Segundo informa Tribune Chrétienne, foi o pároco de Saint-Vincent-de-Paul, de cuja jurisdição depende o santuário, quem descobriu os estragos há alguns dias. O pedestal que sustentava a imagem havia sido derrubado e fraturado, enquanto a própria estátua apresentava danos visíveis.
A diocese apresenta uma queixa
A imagem, esculpida em madeira, sofreu uma rachadura em um dos pés e outros estragos que obrigarão a realizar trabalhos de restauração. Como medida de precaução, a estátua foi retirada e colocada em segurança enquanto se avalia o alcance dos danos e se preparam os trabalhos de reparação.
Até o momento não foram divulgados detalhes sobre os responsáveis pelo ataque nem sobre as possíveis motivações que o teriam provocado.
Um santuário emblemático da cidade de Toulon
O santuário de Notre-Dame du Faron domina a baía de Toulon desde o cume do monte Faron e constitui um dos enclaves religiosos mais significativos da região.
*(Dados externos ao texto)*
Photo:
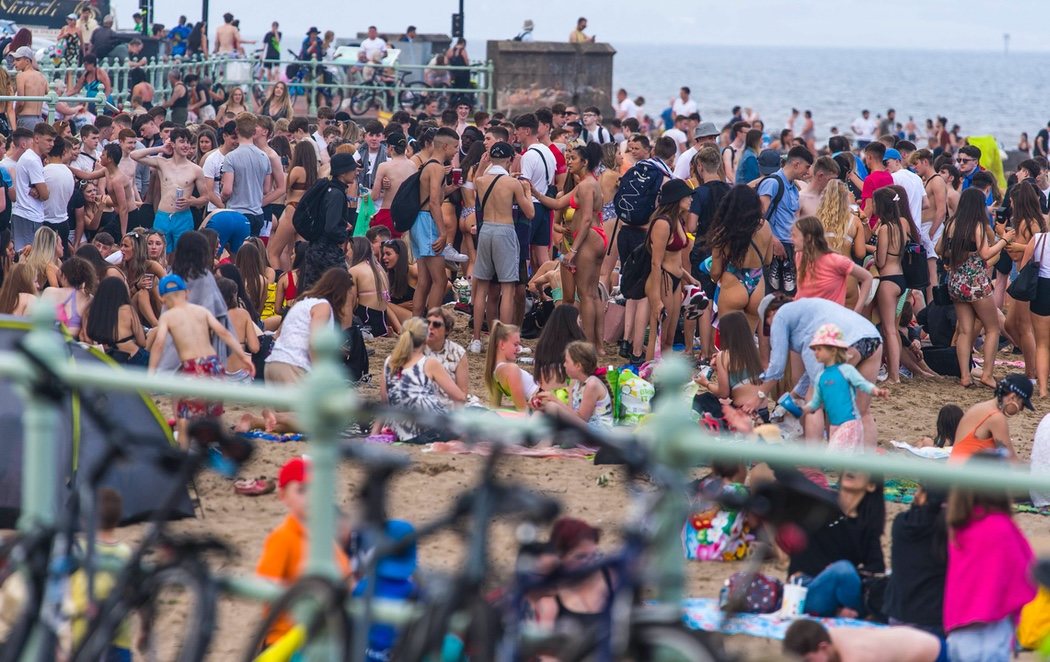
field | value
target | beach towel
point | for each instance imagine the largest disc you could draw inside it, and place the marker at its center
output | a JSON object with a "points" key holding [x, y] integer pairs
{"points": [[705, 614]]}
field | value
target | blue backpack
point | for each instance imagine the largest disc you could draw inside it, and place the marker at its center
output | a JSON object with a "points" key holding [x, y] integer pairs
{"points": [[635, 198]]}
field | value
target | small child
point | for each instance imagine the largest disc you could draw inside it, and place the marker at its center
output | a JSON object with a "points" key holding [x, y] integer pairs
{"points": [[589, 397], [393, 582], [285, 550], [107, 544], [190, 327], [713, 533], [835, 391]]}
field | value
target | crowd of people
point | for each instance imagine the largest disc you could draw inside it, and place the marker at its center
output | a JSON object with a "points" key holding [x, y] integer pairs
{"points": [[217, 243]]}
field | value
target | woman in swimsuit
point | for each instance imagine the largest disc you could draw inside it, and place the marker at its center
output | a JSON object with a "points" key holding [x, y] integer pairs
{"points": [[966, 247], [612, 161], [582, 265], [71, 300], [740, 246], [301, 176], [373, 292], [891, 235], [503, 376], [985, 428], [401, 275], [111, 323], [669, 248]]}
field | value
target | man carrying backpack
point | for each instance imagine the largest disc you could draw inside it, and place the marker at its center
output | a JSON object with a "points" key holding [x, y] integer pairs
{"points": [[323, 219], [779, 199]]}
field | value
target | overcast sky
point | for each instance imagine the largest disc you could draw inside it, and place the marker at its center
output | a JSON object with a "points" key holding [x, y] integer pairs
{"points": [[937, 24]]}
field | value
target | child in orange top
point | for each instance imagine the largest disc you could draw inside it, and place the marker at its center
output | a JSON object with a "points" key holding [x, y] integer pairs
{"points": [[285, 550]]}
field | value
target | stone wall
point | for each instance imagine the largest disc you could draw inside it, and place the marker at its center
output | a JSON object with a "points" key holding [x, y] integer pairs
{"points": [[529, 75]]}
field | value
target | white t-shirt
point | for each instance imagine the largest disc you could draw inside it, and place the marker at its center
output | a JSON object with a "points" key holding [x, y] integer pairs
{"points": [[912, 185], [213, 170], [627, 108], [679, 137], [684, 107], [532, 167], [372, 46], [60, 185], [28, 171], [683, 162]]}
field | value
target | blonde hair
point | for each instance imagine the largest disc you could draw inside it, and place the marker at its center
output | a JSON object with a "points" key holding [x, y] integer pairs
{"points": [[835, 215], [413, 336], [499, 333]]}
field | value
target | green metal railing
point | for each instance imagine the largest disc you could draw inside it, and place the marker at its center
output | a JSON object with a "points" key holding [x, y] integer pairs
{"points": [[326, 405], [250, 73]]}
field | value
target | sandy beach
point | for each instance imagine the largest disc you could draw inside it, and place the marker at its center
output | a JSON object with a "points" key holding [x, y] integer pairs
{"points": [[428, 487]]}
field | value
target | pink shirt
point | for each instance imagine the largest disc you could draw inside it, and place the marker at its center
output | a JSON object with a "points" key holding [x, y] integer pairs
{"points": [[989, 572], [825, 278]]}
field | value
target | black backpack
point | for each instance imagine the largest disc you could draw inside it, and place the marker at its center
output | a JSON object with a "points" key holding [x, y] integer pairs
{"points": [[638, 190], [405, 205], [309, 221]]}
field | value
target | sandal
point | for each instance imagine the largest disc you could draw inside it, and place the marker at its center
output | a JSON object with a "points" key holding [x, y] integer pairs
{"points": [[254, 487]]}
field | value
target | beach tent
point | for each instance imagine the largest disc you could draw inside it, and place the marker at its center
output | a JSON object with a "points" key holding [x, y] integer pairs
{"points": [[80, 441]]}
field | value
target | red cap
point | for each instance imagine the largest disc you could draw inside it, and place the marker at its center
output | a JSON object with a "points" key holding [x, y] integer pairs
{"points": [[293, 471]]}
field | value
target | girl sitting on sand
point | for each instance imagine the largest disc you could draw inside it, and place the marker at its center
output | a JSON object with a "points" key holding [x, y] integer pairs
{"points": [[503, 375], [835, 391], [589, 396]]}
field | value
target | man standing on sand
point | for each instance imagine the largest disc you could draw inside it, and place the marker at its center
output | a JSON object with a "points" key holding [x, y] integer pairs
{"points": [[497, 263], [812, 642], [427, 234], [247, 174], [177, 177], [30, 187], [390, 176], [29, 82], [227, 37]]}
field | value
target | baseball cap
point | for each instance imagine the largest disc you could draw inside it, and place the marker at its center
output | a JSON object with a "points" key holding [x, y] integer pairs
{"points": [[170, 284], [501, 150], [1020, 386], [705, 129], [402, 564], [293, 471]]}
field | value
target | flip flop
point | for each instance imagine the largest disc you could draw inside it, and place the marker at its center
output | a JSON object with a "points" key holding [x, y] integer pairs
{"points": [[254, 487]]}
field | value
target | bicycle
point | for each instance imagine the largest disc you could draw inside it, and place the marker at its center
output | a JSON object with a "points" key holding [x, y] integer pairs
{"points": [[51, 554]]}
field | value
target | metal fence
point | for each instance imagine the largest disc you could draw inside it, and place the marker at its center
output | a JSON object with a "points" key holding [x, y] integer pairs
{"points": [[355, 87]]}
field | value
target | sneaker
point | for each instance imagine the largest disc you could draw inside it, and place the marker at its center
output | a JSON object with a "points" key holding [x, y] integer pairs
{"points": [[450, 254]]}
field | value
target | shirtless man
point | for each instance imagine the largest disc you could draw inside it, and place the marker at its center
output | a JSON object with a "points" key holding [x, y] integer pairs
{"points": [[119, 192], [823, 170], [427, 235], [28, 83], [177, 176], [227, 37], [191, 327], [935, 213], [812, 642], [390, 176], [498, 250]]}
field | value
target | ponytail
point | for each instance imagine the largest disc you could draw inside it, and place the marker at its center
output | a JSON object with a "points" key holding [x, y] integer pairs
{"points": [[413, 336]]}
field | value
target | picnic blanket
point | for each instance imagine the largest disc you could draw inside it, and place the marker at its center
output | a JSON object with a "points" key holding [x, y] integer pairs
{"points": [[705, 614], [459, 448]]}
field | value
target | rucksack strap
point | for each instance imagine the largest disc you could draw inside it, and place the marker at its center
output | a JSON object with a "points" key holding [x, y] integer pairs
{"points": [[484, 199]]}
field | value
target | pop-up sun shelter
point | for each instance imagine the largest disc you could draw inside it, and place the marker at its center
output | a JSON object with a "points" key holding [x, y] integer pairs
{"points": [[141, 483]]}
Sua origem remonta ao final da década de 1950, quando o marechal Alphonse Juin, junto com antigos combatentes e diversas personalidades locais, impulsionou a criação de um lugar de oração e memória dedicado àqueles que deram sua vida pela Libertação da França durante a Segunda Guerra Mundial.
A capela foi inaugurada em junho de 1959 e desde então se tornou um importante centro de peregrinação mariana para os fiéis da região.
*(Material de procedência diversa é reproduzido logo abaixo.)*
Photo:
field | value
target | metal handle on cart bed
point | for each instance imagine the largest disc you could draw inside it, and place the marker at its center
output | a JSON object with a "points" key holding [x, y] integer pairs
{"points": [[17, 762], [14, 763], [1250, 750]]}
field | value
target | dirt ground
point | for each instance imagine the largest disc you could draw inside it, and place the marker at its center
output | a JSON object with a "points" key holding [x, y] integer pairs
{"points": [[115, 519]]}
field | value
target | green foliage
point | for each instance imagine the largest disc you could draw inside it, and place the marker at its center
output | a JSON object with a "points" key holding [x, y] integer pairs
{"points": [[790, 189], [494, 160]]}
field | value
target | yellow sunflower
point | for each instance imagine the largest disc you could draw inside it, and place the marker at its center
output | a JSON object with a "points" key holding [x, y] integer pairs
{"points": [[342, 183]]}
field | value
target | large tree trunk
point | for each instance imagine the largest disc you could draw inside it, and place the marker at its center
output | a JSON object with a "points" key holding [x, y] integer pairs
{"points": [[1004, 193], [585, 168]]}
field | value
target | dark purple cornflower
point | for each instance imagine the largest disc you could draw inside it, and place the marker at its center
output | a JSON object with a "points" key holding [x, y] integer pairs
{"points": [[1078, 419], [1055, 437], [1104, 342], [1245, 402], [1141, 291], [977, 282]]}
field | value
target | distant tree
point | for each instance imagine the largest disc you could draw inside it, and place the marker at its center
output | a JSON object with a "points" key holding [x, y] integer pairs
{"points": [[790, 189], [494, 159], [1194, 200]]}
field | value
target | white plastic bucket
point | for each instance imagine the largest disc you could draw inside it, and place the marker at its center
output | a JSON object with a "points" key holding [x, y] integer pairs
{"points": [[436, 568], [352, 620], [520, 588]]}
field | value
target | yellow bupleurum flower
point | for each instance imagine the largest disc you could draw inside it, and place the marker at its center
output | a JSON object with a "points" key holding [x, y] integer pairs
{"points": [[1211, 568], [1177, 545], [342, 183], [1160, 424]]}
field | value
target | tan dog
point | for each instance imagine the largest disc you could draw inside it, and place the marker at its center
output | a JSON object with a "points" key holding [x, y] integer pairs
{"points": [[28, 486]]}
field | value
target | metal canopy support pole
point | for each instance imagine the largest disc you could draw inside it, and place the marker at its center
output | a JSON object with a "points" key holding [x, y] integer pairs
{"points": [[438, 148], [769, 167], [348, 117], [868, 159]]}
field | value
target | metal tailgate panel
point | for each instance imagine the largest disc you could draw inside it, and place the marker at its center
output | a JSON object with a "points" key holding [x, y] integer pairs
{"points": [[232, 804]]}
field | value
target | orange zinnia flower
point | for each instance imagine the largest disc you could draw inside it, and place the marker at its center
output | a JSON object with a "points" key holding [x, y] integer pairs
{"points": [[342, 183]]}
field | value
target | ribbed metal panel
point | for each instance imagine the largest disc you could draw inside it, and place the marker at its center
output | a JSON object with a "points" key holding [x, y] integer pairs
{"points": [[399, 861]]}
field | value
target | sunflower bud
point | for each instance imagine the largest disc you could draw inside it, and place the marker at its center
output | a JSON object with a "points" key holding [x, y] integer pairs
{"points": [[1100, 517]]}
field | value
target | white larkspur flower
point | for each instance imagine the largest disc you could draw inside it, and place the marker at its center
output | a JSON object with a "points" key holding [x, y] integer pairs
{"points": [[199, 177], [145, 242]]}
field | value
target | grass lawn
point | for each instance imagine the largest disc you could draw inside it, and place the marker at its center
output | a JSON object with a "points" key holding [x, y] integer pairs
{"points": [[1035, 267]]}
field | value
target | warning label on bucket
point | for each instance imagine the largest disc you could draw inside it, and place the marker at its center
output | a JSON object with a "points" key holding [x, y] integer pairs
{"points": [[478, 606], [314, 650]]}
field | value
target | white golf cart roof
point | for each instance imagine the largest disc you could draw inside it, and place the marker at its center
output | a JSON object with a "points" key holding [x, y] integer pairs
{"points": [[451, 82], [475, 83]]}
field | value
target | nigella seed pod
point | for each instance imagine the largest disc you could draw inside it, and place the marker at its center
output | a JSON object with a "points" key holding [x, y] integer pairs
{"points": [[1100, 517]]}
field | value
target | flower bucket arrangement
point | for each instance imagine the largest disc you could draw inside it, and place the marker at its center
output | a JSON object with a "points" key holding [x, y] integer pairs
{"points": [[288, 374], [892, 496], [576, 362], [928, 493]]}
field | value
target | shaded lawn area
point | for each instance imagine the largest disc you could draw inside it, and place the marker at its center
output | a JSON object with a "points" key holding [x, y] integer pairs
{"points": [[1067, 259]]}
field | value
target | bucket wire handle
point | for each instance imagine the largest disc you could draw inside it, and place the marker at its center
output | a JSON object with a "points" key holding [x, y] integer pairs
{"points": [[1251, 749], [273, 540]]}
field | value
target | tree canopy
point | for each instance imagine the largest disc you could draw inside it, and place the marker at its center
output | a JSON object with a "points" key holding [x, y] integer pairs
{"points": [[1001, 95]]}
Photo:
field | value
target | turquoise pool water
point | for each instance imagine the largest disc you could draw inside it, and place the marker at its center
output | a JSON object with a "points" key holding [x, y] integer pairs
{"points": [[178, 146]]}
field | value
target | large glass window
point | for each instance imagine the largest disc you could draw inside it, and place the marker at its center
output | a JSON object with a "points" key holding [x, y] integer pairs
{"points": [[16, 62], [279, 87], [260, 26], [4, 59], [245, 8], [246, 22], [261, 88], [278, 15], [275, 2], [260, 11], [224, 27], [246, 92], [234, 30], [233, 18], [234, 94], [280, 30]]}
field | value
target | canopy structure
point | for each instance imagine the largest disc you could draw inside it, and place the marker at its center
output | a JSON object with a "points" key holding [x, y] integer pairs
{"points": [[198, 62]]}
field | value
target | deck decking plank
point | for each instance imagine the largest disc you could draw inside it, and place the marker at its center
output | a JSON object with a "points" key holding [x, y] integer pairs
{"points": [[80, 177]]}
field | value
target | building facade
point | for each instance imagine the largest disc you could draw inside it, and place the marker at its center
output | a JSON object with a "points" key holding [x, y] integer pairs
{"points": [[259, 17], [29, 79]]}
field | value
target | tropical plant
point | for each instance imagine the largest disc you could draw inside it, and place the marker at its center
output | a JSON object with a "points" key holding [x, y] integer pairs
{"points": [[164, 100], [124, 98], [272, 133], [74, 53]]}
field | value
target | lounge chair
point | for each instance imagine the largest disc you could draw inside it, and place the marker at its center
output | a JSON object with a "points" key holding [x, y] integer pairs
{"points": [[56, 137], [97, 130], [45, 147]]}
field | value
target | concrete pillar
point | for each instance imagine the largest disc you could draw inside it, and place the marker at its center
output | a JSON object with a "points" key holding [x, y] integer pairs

Um novo ataque contra o patrimônio religioso francês
A estátua profanada é venerada pelos fiéis sob a invocação de Nossa Senhora do Monte Faron e constitui um dos elementos mais reconhecíveis do santuário.
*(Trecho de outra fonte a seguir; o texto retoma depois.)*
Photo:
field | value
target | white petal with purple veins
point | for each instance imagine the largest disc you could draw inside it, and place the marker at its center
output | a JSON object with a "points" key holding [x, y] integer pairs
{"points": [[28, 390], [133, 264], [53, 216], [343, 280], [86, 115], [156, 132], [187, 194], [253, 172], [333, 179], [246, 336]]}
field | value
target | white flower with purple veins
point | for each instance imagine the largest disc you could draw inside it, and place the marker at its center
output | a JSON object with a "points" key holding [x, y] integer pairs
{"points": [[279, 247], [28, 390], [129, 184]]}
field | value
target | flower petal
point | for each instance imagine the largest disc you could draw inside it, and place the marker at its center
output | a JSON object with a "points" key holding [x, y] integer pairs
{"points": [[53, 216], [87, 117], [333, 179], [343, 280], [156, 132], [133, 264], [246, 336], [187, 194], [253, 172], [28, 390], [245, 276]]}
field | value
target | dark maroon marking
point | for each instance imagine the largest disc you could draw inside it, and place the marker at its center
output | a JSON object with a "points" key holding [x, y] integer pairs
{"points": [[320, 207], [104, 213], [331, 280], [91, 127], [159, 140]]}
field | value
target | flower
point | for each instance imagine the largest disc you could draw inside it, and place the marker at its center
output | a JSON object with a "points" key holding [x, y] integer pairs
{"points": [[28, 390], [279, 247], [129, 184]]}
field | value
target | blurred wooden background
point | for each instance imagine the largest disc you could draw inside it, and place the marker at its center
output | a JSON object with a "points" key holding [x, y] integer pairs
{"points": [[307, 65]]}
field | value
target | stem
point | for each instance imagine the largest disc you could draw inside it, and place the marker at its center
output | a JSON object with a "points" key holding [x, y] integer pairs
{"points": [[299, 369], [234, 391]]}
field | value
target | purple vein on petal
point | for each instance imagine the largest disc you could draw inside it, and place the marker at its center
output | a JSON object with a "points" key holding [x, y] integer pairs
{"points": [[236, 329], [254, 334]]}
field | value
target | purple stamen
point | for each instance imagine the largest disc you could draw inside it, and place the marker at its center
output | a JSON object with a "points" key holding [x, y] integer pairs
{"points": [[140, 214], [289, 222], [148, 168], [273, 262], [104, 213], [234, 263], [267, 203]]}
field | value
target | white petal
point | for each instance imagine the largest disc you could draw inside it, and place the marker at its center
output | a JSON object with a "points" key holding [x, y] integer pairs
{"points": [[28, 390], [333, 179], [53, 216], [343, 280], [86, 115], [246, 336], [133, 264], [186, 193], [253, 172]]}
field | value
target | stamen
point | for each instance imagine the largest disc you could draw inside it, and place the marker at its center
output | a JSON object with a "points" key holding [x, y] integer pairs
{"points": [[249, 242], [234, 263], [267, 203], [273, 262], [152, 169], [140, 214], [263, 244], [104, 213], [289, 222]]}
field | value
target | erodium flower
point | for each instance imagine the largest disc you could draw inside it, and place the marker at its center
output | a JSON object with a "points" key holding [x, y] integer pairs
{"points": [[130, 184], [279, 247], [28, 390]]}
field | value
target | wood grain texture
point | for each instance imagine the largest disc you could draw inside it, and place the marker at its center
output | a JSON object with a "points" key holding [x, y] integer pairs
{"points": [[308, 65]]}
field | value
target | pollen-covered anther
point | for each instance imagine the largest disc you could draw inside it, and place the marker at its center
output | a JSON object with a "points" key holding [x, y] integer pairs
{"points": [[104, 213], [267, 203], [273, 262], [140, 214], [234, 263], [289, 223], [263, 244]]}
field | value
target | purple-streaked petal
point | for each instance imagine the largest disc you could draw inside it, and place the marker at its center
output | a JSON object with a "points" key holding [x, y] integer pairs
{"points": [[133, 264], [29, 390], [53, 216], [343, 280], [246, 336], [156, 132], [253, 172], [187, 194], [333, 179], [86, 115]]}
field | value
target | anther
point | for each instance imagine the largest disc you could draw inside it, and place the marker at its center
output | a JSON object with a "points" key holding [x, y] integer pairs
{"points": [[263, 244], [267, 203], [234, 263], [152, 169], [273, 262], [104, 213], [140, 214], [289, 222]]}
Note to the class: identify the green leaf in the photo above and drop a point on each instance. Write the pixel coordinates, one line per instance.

A investigação permanece aberta enquanto a diocese trabalha para restaurar a imagem e devolvê-la ao seu lugar habitual de veneração.
O episódio se soma a outros atos de vandalismo registrados em igrejas, capelas e monumentos cristãos na França durante os últimos anos, um fenômeno que continua gerando preocupação entre as autoridades eclesiásticas e as comunidades católicas do país.